Carta aos amigos do mundo – FEVEREIRO de 2016 – N° 93
« Para que ninguém se sinta abandonado! »
Sob o céu incrivelmente azul daquele 17 de Outubro de 1987, o Padre Joseph Wresinski clamava o seu testemunho sobre os “pobres de todos os tempos, fugindo de terra em terra, desprezados e rejeitados….”.

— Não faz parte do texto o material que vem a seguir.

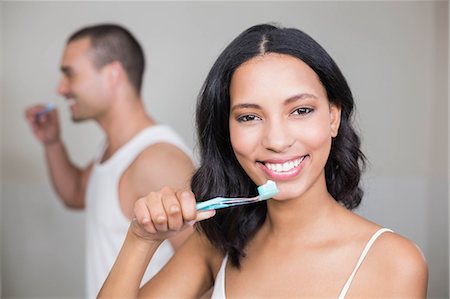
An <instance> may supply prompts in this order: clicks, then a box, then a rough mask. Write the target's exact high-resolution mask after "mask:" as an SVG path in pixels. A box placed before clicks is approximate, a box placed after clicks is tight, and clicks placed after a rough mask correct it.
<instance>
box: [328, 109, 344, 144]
mask: <svg viewBox="0 0 450 299" xmlns="http://www.w3.org/2000/svg"><path fill="white" fill-rule="evenodd" d="M341 110H342V109H341V106H338V105H336V104H335V103H330V130H331V137H333V138H334V137H336V136H337V134H338V131H339V126H340V124H341Z"/></svg>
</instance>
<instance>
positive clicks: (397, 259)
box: [367, 232, 428, 298]
mask: <svg viewBox="0 0 450 299" xmlns="http://www.w3.org/2000/svg"><path fill="white" fill-rule="evenodd" d="M367 257H368V261H367V262H368V263H370V264H371V265H372V266H371V267H368V268H371V269H374V270H375V271H374V272H373V274H374V275H372V281H374V280H377V281H378V282H380V283H379V285H378V288H379V289H378V291H379V292H381V293H384V294H385V295H390V296H393V295H395V296H402V297H403V296H405V297H411V298H425V297H426V291H427V284H428V266H427V263H426V260H425V257H424V255H423V253H422V251H421V250H420V248H419V247H418V246H417V245H416V244H415V243H414V242H412V241H411V240H409V239H407V238H405V237H404V236H401V235H400V234H397V233H395V232H385V233H383V234H381V235H380V237H379V238H378V239H377V240H376V241H375V242H374V244H373V246H372V248H371V249H370V252H369V254H368V256H367Z"/></svg>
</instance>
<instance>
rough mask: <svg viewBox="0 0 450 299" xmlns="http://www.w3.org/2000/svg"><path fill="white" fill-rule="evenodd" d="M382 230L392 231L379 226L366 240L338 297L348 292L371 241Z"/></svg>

Quem são eles atualmente, esses “milhões e milhões de crianças, de mulheres e de pais” ? Agora e sempre obrigados a partir, à procura dum canto onde viver, caminhando durante semanas, durante meses, levando como única riqueza o pouco que podem transportar, geralmente os próprios filhos; Proibidos de entrar, mas tentando abrir as barreiras, e interpelando assim a humanidade que em nós reside, pondo em questão aquilo que tentamos realizar em conjunto;
Condenados a viver em lugares recuados: centros e campos “provisórios”, asilos, quarteis abandonados, alojamentos arruinados, relegados, como sempre foi o caso dos sem abrigo, para as zonas mais insalubres das nossas cidades, para as margens enlameadas dos rios, quase para dentro das florestas, longe da vista, longe das consciências, dependendo de uma generosidade que quase sempre se esquece das promessas que fez.
Quem são eles atualmente, esses “milhões e milhões de crianças, de mulheres e de pais, cujos corações batem ainda com a força de quem quer ainda lutar”? É por exemplo aquela mãe de família de Madagáscar que viveu anos e anos debaixo de um plástico onde nem se podia pôr de pé e que, numa das nossas reuniões, levantou a mão e disse: “Sobretudo, não se esqueçam de que há ainda pessoas sozinhas e que não nos conhecem. É por causa delas que aqui estamos todos juntos”.
São aqueles pais e aquelas mães do Reino Unido, sistematicamente
insultados, inclusivamente nas paredes, nos muros e nos mídia, tratados de “aproveitadores”, considerados como gente “a mais”… E no entanto, são eles que no seu bairro apoiam outros completamente esquecidos, defendendo assim os direitos humanos para todos.
São aqueles jovens da República Centro-Africana que viram a violência abater-se sobre as suas famílias. Que resistiram ao ódio e à vingança e que foram ter ao aeroporto para ajudar milhares de crianças que ali estavam, longe da escola, e para lhes levar instrução e beleza: a bagagem de que elas precisavam para voltar a ter paz. São eles que agora animam bibliotecas de rua nos povoados mais abandonados.
Quem são eles atualmente, esses “milhões e milhões de crianças, de mulheres e de pais, cuja coragem conquistou o direito à inestimável dignidade”? São aquelas famílias dum bairro de Beirute, no Líbano, onde são acolhidos milhares de refugiados, sobretudo Sírios. E toda essa gente que chega faz com que suas vidas se compliquem ainda mais. Essas famílias que já tinham tanta dificuldade em arranjar um lugar na escola para os filhos, são elas que dizem: “Já estivemos tão desesperados como eles, já passamos noites sem dormir como
eles. Não podemos fechar-lhes a porta na cara. Embora seja difícil, temos que tentar viver com eles”.
“Pois eu gostaria de ser embaixadora do Quarto Mundo”, diz-nos uma mulher da Eritreia, acolhida por membros do Movimento em Londres, lembrando-nos que, se nós nos juntamos, é porque queremos que, nem aqui, nem em lugar nenhum, nenhum ser humano seja posto de lado, que ninguém se sinta abandonado. A verdade é que nos juntamos para aprender com todos aqueles que, graças aos seus sofrimentos e às suas esperanças, só desejam o progresso do mundo. É juntamente com eles que poderemos alcançar a paz de que o mundo tanto precisa pois, ultrapassando a amargura, eles mergulham as raízes da sua esperança e vão buscar a sua força à fonte da fraternidade.